リリーはポケットにあった自分の硬貨も投げ上げた。バラバラと音を立てて落ちる。金の落ちる音には、赤ん坊まで注意を引き付けられるものだ。
「まだ、持っているはずよ」
叫んでおいて皆が視線を奪われているうちに、ジャスパーの腕を引いた。
「逃げるわよ、ジャスパー」
目が点になるのが珍しいなどと、面白く感じている場合じゃない。薄暗いとはいえ、ここで多数の人に顔を覚えられては後々面倒な事になるかもしれない。彼はこれからどんどん有名になるのだから。
「今ならまだケンカじゃないわ」
ぐいっと引っ張り、フロアからの退散を目指す。
「では、これは何です」
「小競り合い」
人の間を小走りに抜けながら返す。無理があると言わんばかりの視線が刺さるのは、無視だ。今はそれどころではない。
「裏から出ましょう。あるんでしょ、裏口」
ジャスパーは到着早々に一通り見て回っていた。何かあったときの避難経路を確認していたのだろうけれど、それは今や逃走経路となってしまった。
「こちらです」
リリーを追い抜いてジャスパーが先に立った。
物がそこここに積んである雑然とした通路を速度を落とすことなく駆けているが、スカートのリリーにもついていける速さだ。加減してくれていると分かる。
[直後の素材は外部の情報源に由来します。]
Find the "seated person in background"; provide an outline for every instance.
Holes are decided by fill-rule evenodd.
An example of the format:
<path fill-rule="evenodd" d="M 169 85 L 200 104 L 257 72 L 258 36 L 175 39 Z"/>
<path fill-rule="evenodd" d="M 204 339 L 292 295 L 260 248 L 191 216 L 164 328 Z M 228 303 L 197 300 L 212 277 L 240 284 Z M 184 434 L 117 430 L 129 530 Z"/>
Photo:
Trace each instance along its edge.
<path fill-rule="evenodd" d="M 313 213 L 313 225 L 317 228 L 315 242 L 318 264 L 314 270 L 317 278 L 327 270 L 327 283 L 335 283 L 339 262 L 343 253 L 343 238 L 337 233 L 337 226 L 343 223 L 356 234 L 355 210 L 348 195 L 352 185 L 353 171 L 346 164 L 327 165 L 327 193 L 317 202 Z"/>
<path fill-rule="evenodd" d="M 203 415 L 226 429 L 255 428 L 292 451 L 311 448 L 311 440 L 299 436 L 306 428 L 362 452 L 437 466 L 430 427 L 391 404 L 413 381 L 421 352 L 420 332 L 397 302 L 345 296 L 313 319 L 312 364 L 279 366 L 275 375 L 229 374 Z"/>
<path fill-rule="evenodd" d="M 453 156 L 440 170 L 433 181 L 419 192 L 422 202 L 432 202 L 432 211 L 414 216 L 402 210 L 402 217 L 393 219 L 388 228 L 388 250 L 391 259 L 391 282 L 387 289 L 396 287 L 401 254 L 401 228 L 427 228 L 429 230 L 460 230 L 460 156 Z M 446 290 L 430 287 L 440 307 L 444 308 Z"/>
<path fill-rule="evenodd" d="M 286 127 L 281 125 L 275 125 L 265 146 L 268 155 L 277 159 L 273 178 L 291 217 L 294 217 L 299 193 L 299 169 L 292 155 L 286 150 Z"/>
足は速い方だけれど、両手でスカートをたくし上げ踵の高い靴を履いては、長く走り続けることは難しい。
馬車が迎えに来るまで、まだ時間がある。スコットには口の動きと手振りで「ここから別行動。馬車は待機でお願い。後から合流する」と伝えた。「承知」と目顔で返ったから、全部とは言わないが半分くらいは理解されたと思う。
スコット達はこのまま騒ぎが収まるまで安全な場所から様子を見て、適当なところで店を出るだろう。端のほうでは関係のない殴り合いが起こっていたようだから、若者が集まる店では喧嘩はつきもの――という事にさせて欲しい。
考えるうちに裏口へ着いた。
「待って。スコットの家まで走るのはさすがに無理よ」
速やかに引き手に指をかけたジャスパーを、リリーが止めた。
「させる気はありませんが、どうしますか。裏へ来たとみて、彼等が追ってくる可能性はあります」
案はあるのか、とジャスパーが尋ねるのに頷く。